I'm not so sure about that. Bloomberg processes an incredible amount of data, and they have strict latency requirements. In many cases, traditional solutions would in fact break down under those requirements.
Is this really true? Seems to me that these challenges are completely due to collecting a whole bunch of information that people would rather they didn't, and routinely rebuke them for. It's like working on drone targeting problems that are made more difficult because children move more unpredictably (or more quickly, etc.) than adults. "Yeah, but the math is insane!"
You may dislike my analogy, but it only appears "trivial and unimportant" because it's the most mundane aspect of a larger unsavory project.
Yes this is a shameless plug for the company I love working for, but I think it addresses Skywing's point. We are one of the few companies at this scale that are completely location agnostic, and we hire by trial (can you do the job), not by credentials.
Anyone else feeling this way, drop me a line chris.hoult at datasift dot com.
Any other ways? I don't believe there is a VM for this sort of "experimentation"
PS. you calculated using 400 million.
Considering my latest fb backup was ~18MB (unzipped), out of which 14MB was pictures, this doesn't sound too unreasonable to me.
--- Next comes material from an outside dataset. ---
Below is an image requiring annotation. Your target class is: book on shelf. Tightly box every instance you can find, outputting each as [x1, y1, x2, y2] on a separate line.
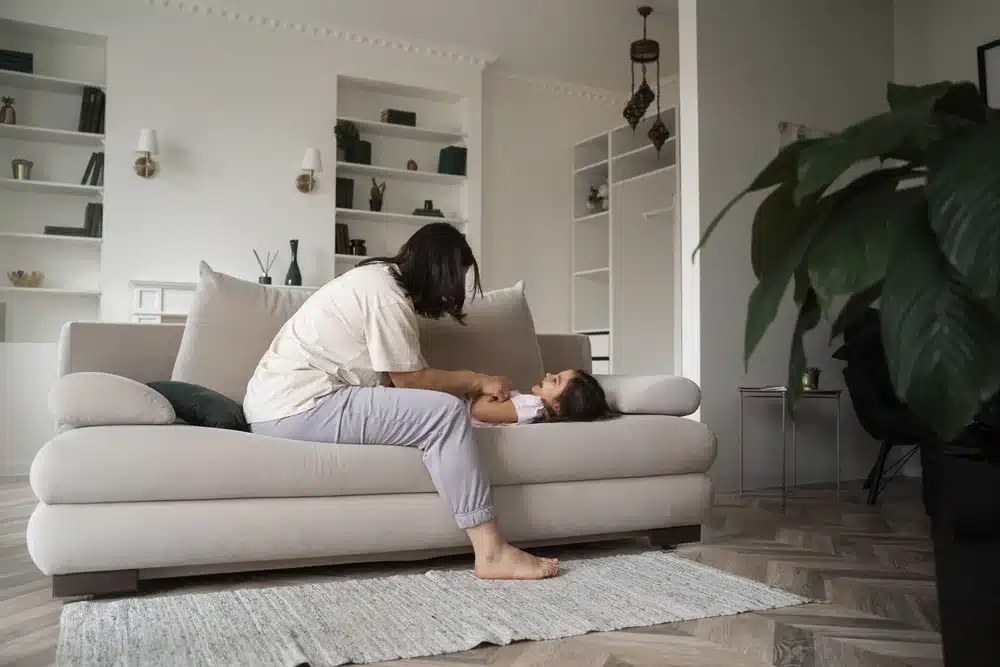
[80, 152, 104, 185]
[45, 225, 90, 237]
[77, 86, 106, 133]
If anything, it sounds very conservative. If I was actively using fb for photos, I'd easily have at least 100 times as many, maybe 200 times as many. Not to mention that the single (short) video I've uploaded is 1.4 MB.
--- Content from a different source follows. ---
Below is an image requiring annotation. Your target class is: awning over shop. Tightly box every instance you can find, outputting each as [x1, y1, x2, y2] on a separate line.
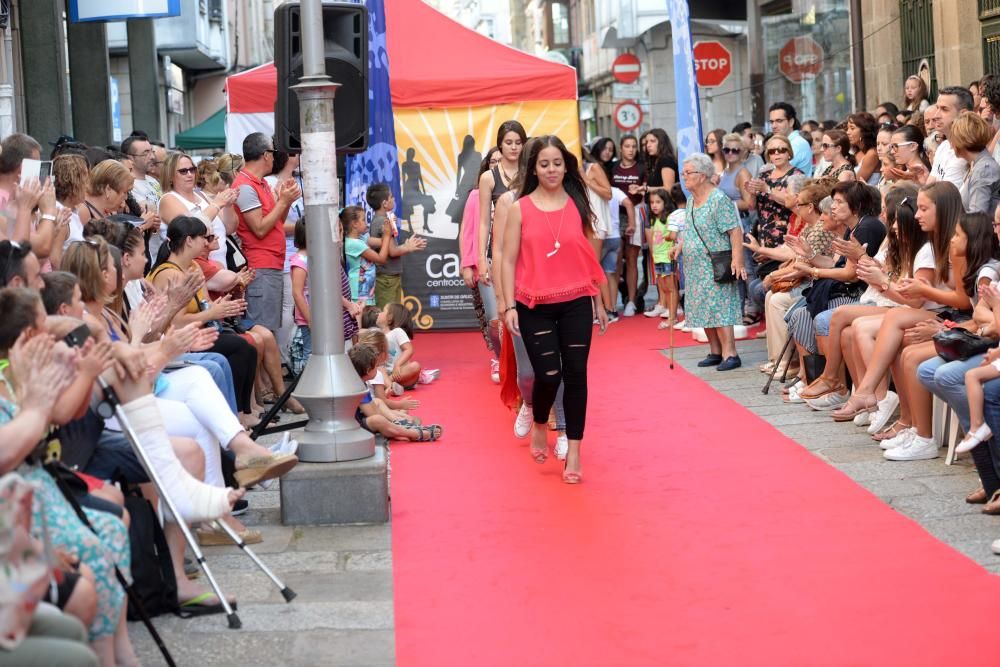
[174, 107, 226, 150]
So maybe that's not as stupid as it sounds. You could also have some level of caching, eg I visited your pictures yesterday so people can get it from me for some time if you're away.
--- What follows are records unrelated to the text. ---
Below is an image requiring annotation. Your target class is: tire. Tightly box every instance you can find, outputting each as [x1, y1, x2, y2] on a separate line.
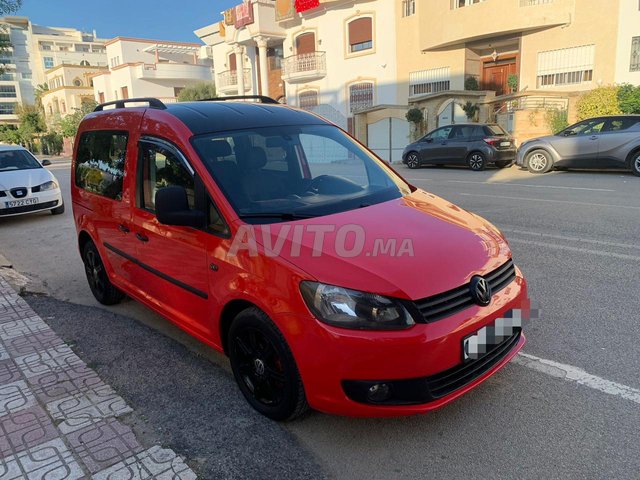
[82, 241, 125, 305]
[51, 203, 64, 215]
[629, 150, 640, 177]
[467, 152, 487, 172]
[406, 152, 420, 170]
[496, 161, 513, 168]
[227, 307, 309, 421]
[526, 150, 553, 173]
I definitely see potential in this form of "distributed but controlled" storage mechanisms.
Similarly, I like the idea of having a local backup drive, and another copy at a friend's place (possibly encrypted).
A better bet might be for them to scale up in Utah and harvest methane from waste to generate power.
Utah's power grid is primarily coal fired, but they use a fair bit of natural (methane) gas as well.  Utah has a couple of major hydroelectric dams (glen canyon, flaming gorge), and the use of solar and wind are on the rise.
NSA is building a major data warehouse in Utah; one of the considerations would have to have been cheap power. I'm guessing the Columbia river produces cheaper electricity than pretty much anywhere else, but Utah has very diverse (and affordable) power production overall.
 failed on humor the first time, trying again.
Actually all tech can be criticised for banality. Think of the telephone - 'they put in all those cables just so she can talk to mother...'. Or television - 'they dug up teh street just so they could lay those fibre optic cables so your gran could watch the wresting...'. Or even the trains - the train stopping at my home town does seem a waste of time, I can't believe they bother when you look at who gets on.
Telephone was the first infrastructure to provide real-time voice communication. It enables families staying in contact, but it also enables economic growth, and a more effective society writ large.
Television is now a mindless wastefield of race-to-the-bottom drivel, but there are newer networks have haven't yet succumbed to drive, mostly on digital cable. I only have the respect for science and technology that I do because I grew up watching The Magic School Bus and Bill Nye the Science Guy. My parents watched the moon landing on television.
Facebook does not do anything novel, nor has it ever been used for anything terrifically insightful. It provides some social value and exists for that reason, but it is clearly not equivalent to all other technologies.
You should really separate the application of the technology from the technology itself. Your last sentence can be said the exact same way about the telephone "It provides some social value and exists for that reason" but that is clearly a ridiculous statement to make about the telephone.